Things built for permanence crumble. The project becomes two vast and trunkless legs in a desert.
Sometimes things work out differently. The zine that was probably going to last a few issues and has been published for four decades. The volunteer-run venue that was supposed to last a year and hit forty.
You can't predict what will last. The scrappy thing outlives the funded thing. Ozymandias becomes sand.
The difference isn't planning or resources. The things that endured weren't built for permanence. They were built to solve a problem that existed right then. The longevity was incidental.
A Time to Every Purpose
There are two obvious responses to impermanence. The first is grim determination: act anyway, push your changes through, because the work needs doing even if it gets torn down. That's real. It's also what contractors look like from the in-house team's side—they arrive with urgency, make their mark, and are gone before the consequences land.
The second is tragic acceptance: everything is temporary, this too shall pass, find peace in the turning of seasons. That's Ecclesiastes from the cosmic view. It's wise. It's also insufficient when you're inside the whirlwind of seasons, watching people get let go and teams dissolve around you.
What I've actually landed on is subtler than both, and it could be confused for waiting.

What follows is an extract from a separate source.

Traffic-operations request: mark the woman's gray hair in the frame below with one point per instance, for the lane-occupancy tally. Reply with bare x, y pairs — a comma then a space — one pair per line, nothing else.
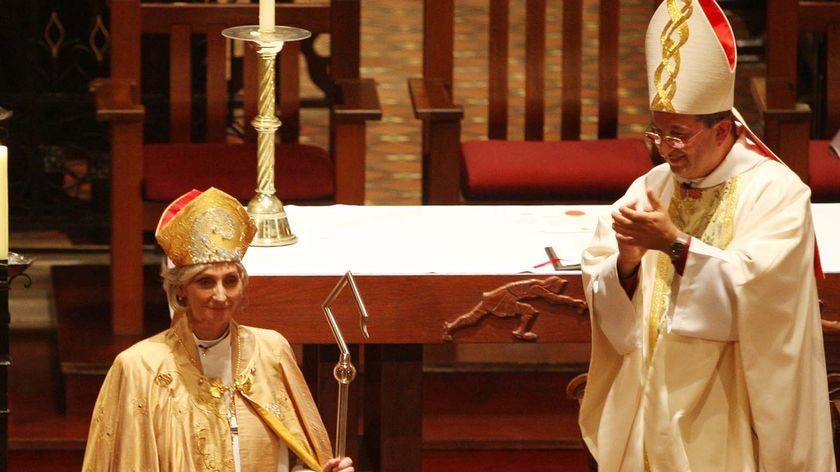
176, 277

The patience isn't passivity. It's a bet that the team's capacity to absorb change matters more than my timeline for delivering it. That showing up predictably is more valuable than showing up brilliantly. That the restraint is the work right now—not a delay before the real work starts.
The care I'm taking matters today, not as an investment that pays off later. For the people who are here now.
Turn, Turn, Turn
Ninety days in, I don't have a transformation story. I have people who are starting to say real things in meetings instead of safe things. I didn't build most of that. It was already happening. What I did was not break it.
A time to gain, a time to lose
A time to rend, a time to sew
A time for love, a time for hate
A time for peace, I swear it's not too late
The seasons will turn. The reorg will come. The team will adjourn.
It's not too late. Even if your actions look like waiting. Even if they don't last. Even knowing there will be sorrow.